La question inhérente à cela semble être pourquoi l’évolution nous rendrait moins aptes à manger de la viande crue. Autrement dit, même si faire cuire la viande est plus sûr que de ne pas la faire cuire, pourquoi notre biologie n’aurait-elle pas conservé l’environnement stomacal plus rude nécessaire pour manger les deux ? Nos lointains ancêtres singes mangeaient certainement de la viande crue ; quelle était l’utilité de supprimer cette capacité ?
C’est une question ouverte, mais il existe des théories assez largement soutenues sur le sujet. La plus crédible est probablement liée à l’efficacité digestive : la viande cuite contient moins d’énergie et de nutriments que la viande crue, mais les nutriments qu’elle contient sont beaucoup plus faciles d’accès. Le processus de cuisson nous aide à décomposer les brins de protéines coriaces, et l’évolution humaine précoce semble avoir donné la priorité à une digestion rapide plutôt qu’aux calories par bouchée.
Certaines études ont même suggéré que la viande crue (et les aliments crus en général) était tout simplement incapable de fournir les calories nécessaires à la création de nos cerveaux grands et complexes.

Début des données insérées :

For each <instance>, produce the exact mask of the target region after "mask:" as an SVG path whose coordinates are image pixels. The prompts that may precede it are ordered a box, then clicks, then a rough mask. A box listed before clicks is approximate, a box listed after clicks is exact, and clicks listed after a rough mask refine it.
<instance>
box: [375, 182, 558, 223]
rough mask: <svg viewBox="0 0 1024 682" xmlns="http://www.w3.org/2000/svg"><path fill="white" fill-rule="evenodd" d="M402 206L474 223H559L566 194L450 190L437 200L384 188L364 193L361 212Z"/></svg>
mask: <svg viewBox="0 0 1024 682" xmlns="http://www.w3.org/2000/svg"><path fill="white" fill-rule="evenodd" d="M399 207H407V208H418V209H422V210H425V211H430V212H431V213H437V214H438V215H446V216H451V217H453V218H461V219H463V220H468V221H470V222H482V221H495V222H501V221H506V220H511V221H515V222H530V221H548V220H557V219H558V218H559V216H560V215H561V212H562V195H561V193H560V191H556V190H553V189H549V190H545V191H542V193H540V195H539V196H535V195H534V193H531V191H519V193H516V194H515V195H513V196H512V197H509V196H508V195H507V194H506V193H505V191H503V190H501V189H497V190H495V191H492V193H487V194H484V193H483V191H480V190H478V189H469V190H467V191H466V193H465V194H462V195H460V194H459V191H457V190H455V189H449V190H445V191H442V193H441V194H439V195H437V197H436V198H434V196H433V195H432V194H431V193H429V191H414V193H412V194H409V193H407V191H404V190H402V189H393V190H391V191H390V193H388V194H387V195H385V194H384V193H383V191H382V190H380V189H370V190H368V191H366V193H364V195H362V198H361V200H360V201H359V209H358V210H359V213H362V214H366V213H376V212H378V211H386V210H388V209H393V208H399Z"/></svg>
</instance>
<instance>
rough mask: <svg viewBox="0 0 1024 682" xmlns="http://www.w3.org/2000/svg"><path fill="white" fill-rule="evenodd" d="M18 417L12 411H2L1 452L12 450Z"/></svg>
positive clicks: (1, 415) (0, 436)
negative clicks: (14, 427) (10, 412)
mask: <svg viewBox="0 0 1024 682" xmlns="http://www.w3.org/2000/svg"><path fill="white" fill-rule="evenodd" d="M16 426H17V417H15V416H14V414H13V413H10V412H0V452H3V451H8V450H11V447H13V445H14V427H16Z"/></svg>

La cuisson a également probablement joué un rôle dans notre évolution psychologique et sociale ; en retardant notre capacité à ne pas nous asseoir et bavarder autour du feu de camp chaque soir, notre système digestif a peut-être joué un rôle majeur dans la création du type d’animaux sociaux que nous sommes aujourd’hui.
En adaptant le système digestif humain à la viande cuite, l’évolution a essentiellement parié que le fait de devoir accéder au feu serait globalement moins mortel que 24 heures passées à se prélasser avec un ventre plein de sanglier cru. Tout ce qu’il fallait faire, c’était nous donner un sens très, très aigu de la répulsion en réponse aux produits chimiques dégagés par toutes les viandes, sauf les plus fraîches, et nous donner une très forte affinité pour l’odeur des protéines carbonisées. L’intelligence humaine, et l’inconstance qui en découle, a fait le reste toute seule.
Heureusement, nos gros cerveaux nous permettent de prendre des mesures plus mesurées en matière de sécurité alimentaire qu’un simple test olfactif. Aujourd’hui, manger un peu de steak tartare est presque entièrement sûr ; nous savons comment traiter et conserver la viande correctement, et même s’il serait toujours plus sûr de manger du bœuf cuit, les risques sont vraiment très faibles. À l’échelle de la société, la viande crue est totalement dangereuse ; avec des chiffres aussi élevés, la légère augmentation du risque se traduirait par un nombre beaucoup, beaucoup plus élevé de cas de maladie. Cependant, en tant que friandise servie peu fréquemment et avec beaucoup de soin, ce n’est vraiment pas si grave que ça.
Cette histoire a été initialement publiée sur Geek.